But he also was a trained musician and became known as composer, songwriter, arranger, choirmaster, folklorist and popular music writer. Musicologist Arro is not fond of Hermann's abilities as composer but that is not the point. He took great efforts to create a repertoire for mostly rural choirs and singers and what was needed were simple songs in the popular style. That's exactly what he did. 
  • Eesti kannel. Neljä Häälega laulud segakoorile. Komponeerinud ja wälja annud K. A. Hermann, 1. wihk. Laakmann, Tartu, 1875 (= Eesti Kirjameeste Seltsi Toimetused 5) [erb], at etera & the Internet Archive 
  • Koori ja kooli kannel. Walja Walitud mitme häälega segakoorilelaulud, kõigile lauluarmastajatele iseäranis aga Eesti kihelkonna- ja külakoolidele iseäranis aga Eesti kihelkonna- ja külaskoodile on kosku pannud K. A. Hermann. 1. anne, Laakmann, Tartu, 1875 [erb], at digar & the Internet Archive 
  • Karl August Hermann, Kodumaa Laulja. Waimulikud ja ilmulikud neljä häälega laulud meestekoorile. Esimene kogu Komponeerinud ja wälja annud K. A. Hermann, Laakmann, Tartu, 1877 (= Eesti Kirjameeste Seltsi toimetused 7) [erb], at etera 
Both Eesti Kannel and Kodumaa Laulja included his own tunes with words - both religious and secular - written by himself and others. In fact at that time these two books presented the greatest number of new original Estonian songs. Nothing comparable had been published before and one may say that Hermann single-handedly created a national repertoire. It seems that at first he was not particularly interested in Estonian Volkslieder. In Eesti Kannel there is only one described as "Eesti rahwawiis" (No. 23, pp. 74-5). Koori ja kooli kannel was - as the title says - intended for schools and choirs and included nearly exclusively German songs. 

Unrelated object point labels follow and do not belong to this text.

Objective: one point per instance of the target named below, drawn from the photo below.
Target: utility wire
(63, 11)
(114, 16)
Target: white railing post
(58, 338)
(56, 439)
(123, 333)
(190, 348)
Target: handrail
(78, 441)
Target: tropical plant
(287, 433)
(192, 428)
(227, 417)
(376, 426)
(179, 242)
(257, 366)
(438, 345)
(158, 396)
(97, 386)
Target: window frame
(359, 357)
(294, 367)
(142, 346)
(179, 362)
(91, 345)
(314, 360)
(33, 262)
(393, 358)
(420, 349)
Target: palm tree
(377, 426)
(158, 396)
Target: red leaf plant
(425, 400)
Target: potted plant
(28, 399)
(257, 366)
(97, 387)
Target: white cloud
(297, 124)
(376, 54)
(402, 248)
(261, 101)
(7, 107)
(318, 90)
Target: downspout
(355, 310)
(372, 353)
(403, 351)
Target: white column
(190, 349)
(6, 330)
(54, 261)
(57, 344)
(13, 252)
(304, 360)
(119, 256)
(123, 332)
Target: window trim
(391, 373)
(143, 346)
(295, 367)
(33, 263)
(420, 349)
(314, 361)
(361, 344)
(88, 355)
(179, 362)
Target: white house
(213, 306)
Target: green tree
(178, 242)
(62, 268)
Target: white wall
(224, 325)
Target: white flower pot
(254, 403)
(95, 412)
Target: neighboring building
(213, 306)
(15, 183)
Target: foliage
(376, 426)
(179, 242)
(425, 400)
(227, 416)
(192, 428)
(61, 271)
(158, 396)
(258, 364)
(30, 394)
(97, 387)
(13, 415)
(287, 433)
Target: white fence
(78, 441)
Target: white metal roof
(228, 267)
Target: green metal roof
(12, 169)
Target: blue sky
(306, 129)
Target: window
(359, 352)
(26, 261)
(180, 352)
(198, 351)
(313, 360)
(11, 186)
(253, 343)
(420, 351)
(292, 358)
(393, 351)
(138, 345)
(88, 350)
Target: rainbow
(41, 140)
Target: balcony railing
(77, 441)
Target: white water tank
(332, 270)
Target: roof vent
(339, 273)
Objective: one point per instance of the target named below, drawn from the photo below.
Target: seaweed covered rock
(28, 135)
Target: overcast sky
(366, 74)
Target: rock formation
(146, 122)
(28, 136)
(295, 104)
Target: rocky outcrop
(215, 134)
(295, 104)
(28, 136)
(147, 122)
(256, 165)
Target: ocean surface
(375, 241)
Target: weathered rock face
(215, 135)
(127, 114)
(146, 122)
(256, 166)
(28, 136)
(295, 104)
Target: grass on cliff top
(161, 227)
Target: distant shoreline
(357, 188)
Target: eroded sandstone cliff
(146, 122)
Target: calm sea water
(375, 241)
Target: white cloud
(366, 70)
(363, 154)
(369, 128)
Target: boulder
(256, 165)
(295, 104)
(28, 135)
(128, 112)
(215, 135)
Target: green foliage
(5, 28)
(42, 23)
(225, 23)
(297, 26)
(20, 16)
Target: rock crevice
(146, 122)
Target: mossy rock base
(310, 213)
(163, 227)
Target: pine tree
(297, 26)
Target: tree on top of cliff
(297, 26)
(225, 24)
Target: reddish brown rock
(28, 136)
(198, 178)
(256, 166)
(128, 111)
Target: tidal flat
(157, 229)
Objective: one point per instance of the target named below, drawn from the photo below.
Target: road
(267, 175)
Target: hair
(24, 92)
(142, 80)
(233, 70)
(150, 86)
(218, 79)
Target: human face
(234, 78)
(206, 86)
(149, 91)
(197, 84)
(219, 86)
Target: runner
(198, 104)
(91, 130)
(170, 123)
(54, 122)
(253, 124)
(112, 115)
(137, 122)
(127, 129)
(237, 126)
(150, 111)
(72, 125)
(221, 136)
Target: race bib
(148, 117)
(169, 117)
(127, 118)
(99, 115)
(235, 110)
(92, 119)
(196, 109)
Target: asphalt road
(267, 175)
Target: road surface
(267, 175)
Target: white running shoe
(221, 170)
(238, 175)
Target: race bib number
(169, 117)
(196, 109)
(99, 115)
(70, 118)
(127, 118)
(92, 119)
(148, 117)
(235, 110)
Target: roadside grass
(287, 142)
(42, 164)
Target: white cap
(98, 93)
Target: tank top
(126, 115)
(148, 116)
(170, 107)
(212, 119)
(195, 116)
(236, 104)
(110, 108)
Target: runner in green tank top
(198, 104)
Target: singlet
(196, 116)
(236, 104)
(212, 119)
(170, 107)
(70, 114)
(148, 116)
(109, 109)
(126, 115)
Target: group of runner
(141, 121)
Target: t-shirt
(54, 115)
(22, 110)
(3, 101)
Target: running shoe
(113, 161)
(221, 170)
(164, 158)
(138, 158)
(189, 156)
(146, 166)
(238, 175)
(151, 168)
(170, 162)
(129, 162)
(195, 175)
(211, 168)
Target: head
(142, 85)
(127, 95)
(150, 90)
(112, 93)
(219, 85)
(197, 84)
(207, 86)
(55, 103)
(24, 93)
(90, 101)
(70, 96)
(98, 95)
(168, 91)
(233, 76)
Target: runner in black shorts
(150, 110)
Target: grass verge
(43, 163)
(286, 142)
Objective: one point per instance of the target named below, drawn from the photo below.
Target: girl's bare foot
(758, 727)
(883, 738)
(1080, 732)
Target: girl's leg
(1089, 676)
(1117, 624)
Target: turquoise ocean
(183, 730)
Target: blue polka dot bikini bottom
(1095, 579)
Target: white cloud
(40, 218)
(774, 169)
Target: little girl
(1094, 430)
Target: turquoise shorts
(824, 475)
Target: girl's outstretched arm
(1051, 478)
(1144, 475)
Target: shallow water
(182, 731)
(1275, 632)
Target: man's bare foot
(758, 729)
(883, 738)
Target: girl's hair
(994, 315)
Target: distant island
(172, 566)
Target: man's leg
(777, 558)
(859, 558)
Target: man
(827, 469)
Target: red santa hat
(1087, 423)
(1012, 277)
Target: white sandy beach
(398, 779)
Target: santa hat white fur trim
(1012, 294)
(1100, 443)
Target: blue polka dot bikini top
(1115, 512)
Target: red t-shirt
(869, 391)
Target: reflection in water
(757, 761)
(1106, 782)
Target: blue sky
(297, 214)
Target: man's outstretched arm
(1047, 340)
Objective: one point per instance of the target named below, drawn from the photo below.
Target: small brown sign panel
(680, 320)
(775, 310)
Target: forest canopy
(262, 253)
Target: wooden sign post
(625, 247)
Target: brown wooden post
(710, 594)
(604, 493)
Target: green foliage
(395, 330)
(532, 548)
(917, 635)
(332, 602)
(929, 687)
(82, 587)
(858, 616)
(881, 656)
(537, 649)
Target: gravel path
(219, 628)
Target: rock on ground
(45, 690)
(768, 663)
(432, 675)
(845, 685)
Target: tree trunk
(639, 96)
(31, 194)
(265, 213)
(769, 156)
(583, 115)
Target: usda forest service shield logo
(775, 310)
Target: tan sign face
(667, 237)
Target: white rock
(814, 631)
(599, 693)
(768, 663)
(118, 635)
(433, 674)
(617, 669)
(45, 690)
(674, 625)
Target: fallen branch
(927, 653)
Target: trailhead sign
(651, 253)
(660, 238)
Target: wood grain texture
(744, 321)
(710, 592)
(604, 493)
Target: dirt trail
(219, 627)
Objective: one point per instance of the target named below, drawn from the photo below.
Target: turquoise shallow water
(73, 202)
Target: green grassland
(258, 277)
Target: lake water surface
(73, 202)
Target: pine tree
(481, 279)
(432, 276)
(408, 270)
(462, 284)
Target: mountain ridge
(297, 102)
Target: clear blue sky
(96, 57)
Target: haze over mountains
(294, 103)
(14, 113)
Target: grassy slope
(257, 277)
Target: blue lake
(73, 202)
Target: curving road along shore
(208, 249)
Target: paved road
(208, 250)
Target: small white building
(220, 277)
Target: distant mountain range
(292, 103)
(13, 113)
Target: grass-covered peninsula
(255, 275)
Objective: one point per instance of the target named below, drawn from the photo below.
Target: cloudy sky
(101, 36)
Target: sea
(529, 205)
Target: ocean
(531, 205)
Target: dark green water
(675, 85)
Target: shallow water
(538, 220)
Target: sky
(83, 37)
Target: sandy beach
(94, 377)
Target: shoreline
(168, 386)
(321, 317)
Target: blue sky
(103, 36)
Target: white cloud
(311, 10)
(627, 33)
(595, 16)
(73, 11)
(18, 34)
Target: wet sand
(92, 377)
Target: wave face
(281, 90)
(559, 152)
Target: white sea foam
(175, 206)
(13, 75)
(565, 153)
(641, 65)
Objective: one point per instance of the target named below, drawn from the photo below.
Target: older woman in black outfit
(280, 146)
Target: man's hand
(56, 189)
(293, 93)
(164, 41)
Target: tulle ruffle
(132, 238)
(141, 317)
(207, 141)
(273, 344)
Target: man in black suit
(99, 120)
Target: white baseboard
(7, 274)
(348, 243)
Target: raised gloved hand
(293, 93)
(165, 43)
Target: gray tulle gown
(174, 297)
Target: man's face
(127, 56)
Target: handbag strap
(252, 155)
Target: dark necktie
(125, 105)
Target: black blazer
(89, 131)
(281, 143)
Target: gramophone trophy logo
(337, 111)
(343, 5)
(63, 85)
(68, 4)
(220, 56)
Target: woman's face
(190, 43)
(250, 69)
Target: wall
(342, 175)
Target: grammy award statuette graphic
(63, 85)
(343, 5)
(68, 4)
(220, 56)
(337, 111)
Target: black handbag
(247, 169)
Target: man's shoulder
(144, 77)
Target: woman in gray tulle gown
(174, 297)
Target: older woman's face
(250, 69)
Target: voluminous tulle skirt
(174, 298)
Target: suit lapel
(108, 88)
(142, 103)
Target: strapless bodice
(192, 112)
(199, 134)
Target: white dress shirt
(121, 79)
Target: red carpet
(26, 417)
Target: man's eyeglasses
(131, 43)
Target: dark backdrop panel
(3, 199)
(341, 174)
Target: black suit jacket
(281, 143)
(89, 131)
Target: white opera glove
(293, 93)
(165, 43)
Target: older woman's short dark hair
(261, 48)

Another anthology for schools appeared in 1878. Ado Grenzstein (-Piirikivi; 1849-1916; see Wikipedia), also a teacher trained in Cimze's seminary, compiled this very interesting collection in six parts that was built mostly on European Volkslieder, not only from Germany but also from other countries from Italy to Latvia. 
  • Kooli laulmise raamat. Kuues jaos kirja pannud A. Grenzstein, I.-VI. jagu, Schnakenburg, Tartu, 1878 (= Eesti Lirjameste Seltsi toimetused 15) [erb], at etera (in 1 Vol.) & the Internet Archive; at digar 

Here we can even find an Estonian version of "Robin Adair/Eileen Aroon", interestingly not based on any of the popular German versions but instead on the variant used by Boildieu in his La Dame Blanche (VI, No. 14, pp. 17-8). Grenzstein kept the share of German pieces to a minimum and included a considerable number of Estonian songs, both rahwalaulud and new works. This was the closest the school-children came to learn an Estonian national repertoire in an European context.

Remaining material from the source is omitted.